Verdy p (talk)13:21, 23 December 2022

@User:Verdy p Are you saying template Grammar shouldn't be used? We could make do with something like MediaWiki:Aboutsite/fi.

@ User:Jon Harald Søby Is there a know-how for creating something similar to what Finnish uses?

Balyozxane (talk)16:25, 25 December 2022

The Grammar documentation page is not about any "template". It's a parser function of MediaWiki (note the required presence of the colon after the keyword "GRAMMAR", before all other pipe-separated parameters, instead of the pipe if this was a template named "GRAMMAR").

In some cases we could use a template-syntax also on MediaWiki, as a possible wrapper (or workaround) for using the parser function. Some non-MediaWiki projects may also use their own syntax, or use a syntax similar to these two in MediaWiki. It does not matter, I've not said that either syntax "shoudn't" be used.

But the usable syntax must be clear, because the keyword used is significant (it may or may not be case-sensitive: the names of parser functions are not case-sensitive, and may be translated with some known aliases, but in translatable messages, we should always use the untranslated name which should still be usable on non-English wikis; however for MediaWiki template names, there's no English aliases unless they are defined as redirected pages (and to avoid the deletion of these redirects, that may not be used in Wiki pages but only in translatable messages, they should be documented as aliases/synonyms with an internal comment on the redirect page or a categorization saying that it's needed for translatable MediaWiki messages).

The other problem then is the syntax of parameters, the parameter names if they are named, and their order if it is significant; then comes the syntax and sematincs of their value (what is permitted, and the interpretation of values if there are restrictions).

Using the parser function syntax may add more restrictions/limitations than when using the template syntax, which could also applies some transforms or add supplementary features, including supporting aliased values, fallbacks and so on, whilst being written either entirely as a template, or using MediaWiki parser functions, or invoking a function in a Lua module supported by the Scribunto parser function, or a mix of all that).

The resulting syntax used in the translatable message does not mean that the project using that message absolutely be using MediaWiki, but the syntax finally used in the translatable message should be minimalist (with minimal technical tricks, which will also simplify the work performed by the local message validator used in translatewiki.net) so that any implementation may be easy plugged in the project via its own i18n library, or easily convertible to the syntax that will be finally be used in the runtime of the deployed application/project (such conversion would occur when exporting messages from translatewiki.net to the project's repository via its own import tool. And to help translators, the project page in translatewiki.net should have a link to the documentation related to that supported syntax for supporting such "grammar" extension.

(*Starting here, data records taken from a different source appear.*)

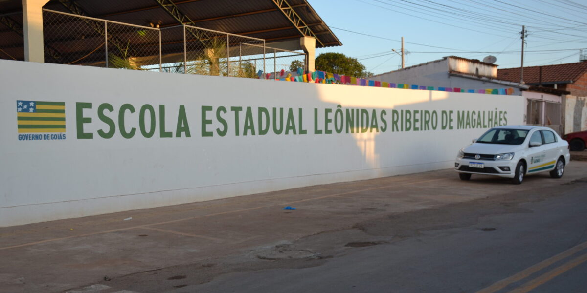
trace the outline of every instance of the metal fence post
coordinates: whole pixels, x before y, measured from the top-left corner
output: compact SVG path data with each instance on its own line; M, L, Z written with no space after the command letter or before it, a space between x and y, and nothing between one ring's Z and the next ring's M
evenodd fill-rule
M163 71L163 56L161 49L161 30L159 30L159 72Z
M230 43L228 35L226 35L226 76L230 76Z
M187 73L187 50L185 49L185 26L184 28L184 74Z
M104 22L104 45L106 49L106 68L108 68L108 22Z
M263 40L263 79L265 79L265 40Z

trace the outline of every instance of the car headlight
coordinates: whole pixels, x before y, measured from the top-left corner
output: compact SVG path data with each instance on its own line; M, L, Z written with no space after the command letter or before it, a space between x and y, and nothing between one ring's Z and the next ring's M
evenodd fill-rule
M507 152L505 154L500 154L499 155L495 155L495 158L496 160L511 160L514 158L513 152Z

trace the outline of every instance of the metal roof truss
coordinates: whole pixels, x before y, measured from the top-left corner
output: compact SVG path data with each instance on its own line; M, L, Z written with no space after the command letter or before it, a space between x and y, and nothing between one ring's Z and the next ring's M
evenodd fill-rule
M284 15L285 15L285 17L288 18L288 19L292 24L298 29L298 30L302 36L314 37L316 38L316 41L320 44L320 46L324 47L324 44L316 36L316 34L310 29L310 27L302 20L302 18L296 13L295 11L294 10L294 8L288 3L286 0L272 1L275 4L275 6L281 11Z

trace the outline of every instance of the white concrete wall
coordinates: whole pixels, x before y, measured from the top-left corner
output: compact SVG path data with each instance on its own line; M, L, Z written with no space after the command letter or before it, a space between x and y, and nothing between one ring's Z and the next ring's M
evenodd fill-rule
M489 127L490 115L500 117L502 124L504 118L508 124L521 124L525 105L523 97L515 96L7 60L0 60L0 226L448 168L457 151ZM49 133L54 135L46 137L49 139L19 140L31 137L18 132L18 100L65 102L65 139L51 139L63 137ZM91 103L91 108L79 107L85 105L80 103ZM99 109L103 103L113 111L104 111L100 118ZM121 111L127 104L134 113ZM139 125L145 104L152 105L156 115L150 138L141 134ZM162 131L160 105L165 107ZM375 121L377 127L359 133L347 133L344 127L336 133L338 105L343 116L348 109L366 110L369 122L366 124ZM205 117L204 106L212 108L203 111ZM217 111L221 106L227 108L226 113ZM243 107L238 135L231 107ZM251 117L245 115L247 107L251 107ZM296 134L290 128L288 134L276 134L270 128L259 135L258 114L262 110L259 107L270 114L272 108L283 107L286 116L291 108L289 124L295 124ZM178 119L182 108L184 120ZM430 122L430 129L420 129L425 117L419 119L418 131L394 129L394 113L406 110L418 111L417 116L422 111L436 113L436 130ZM459 129L457 111L464 110L485 118L481 123L475 118L472 126L463 123L464 129ZM370 115L373 111L375 121ZM146 113L144 124L150 128L150 113ZM443 113L453 119L446 129L442 129L443 124L448 124L443 123ZM326 115L333 121L328 122ZM125 131L136 128L133 137L121 134L121 117ZM114 133L103 138L99 133L110 130L103 121L110 119ZM184 130L179 134L178 121ZM187 121L190 137L183 121ZM339 119L336 121L340 125ZM250 130L245 135L245 126L251 123L256 135ZM325 124L332 134L323 134ZM220 136L217 128L226 129L226 134ZM306 133L301 134L301 130ZM173 137L160 137L161 131L171 131ZM208 131L212 136L203 136ZM83 133L93 138L82 138Z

Note that if the project uses a template-like syntax, it may be possible to also provide a syntax helper also in translatewiki.net, as long as the template name used is specific enough and related to the project using it. That syntax-helper may effectively render a link on translatewiki.net to that documentation page for that project. And IMHO, if the syntax used is for a non-MediaWiki-based project, the name chosen should include some project-specific prefix (instead of using a blind "GRAMMAR" name to reserve for MediaWiki-based projects; for example it it's a project in Python, Javascript, or C/C++: the MediaWiki syntax for transcluding templates with parameters is flexible enough to be easily supported by many other non-MediaWiki implementations; the syntax with parser functions is less flexible and adds further complexities for massage validation in translatewiki.net: see for example the complexities caused by "PLURAL" syntaxes).

Verdy p (talk)18:07, 25 December 2022
 

For common nouns in Kurmancî Kurdish, you need to know the gender of the words (masculine or feminine) for the declension. However, other than usernames, gender is not specified.

So if we create it, it will only be useful for usernames.

But I think it is necessary to create a model that tells us if the last word of a word is a vowel or a consonant to solve this kind of problem.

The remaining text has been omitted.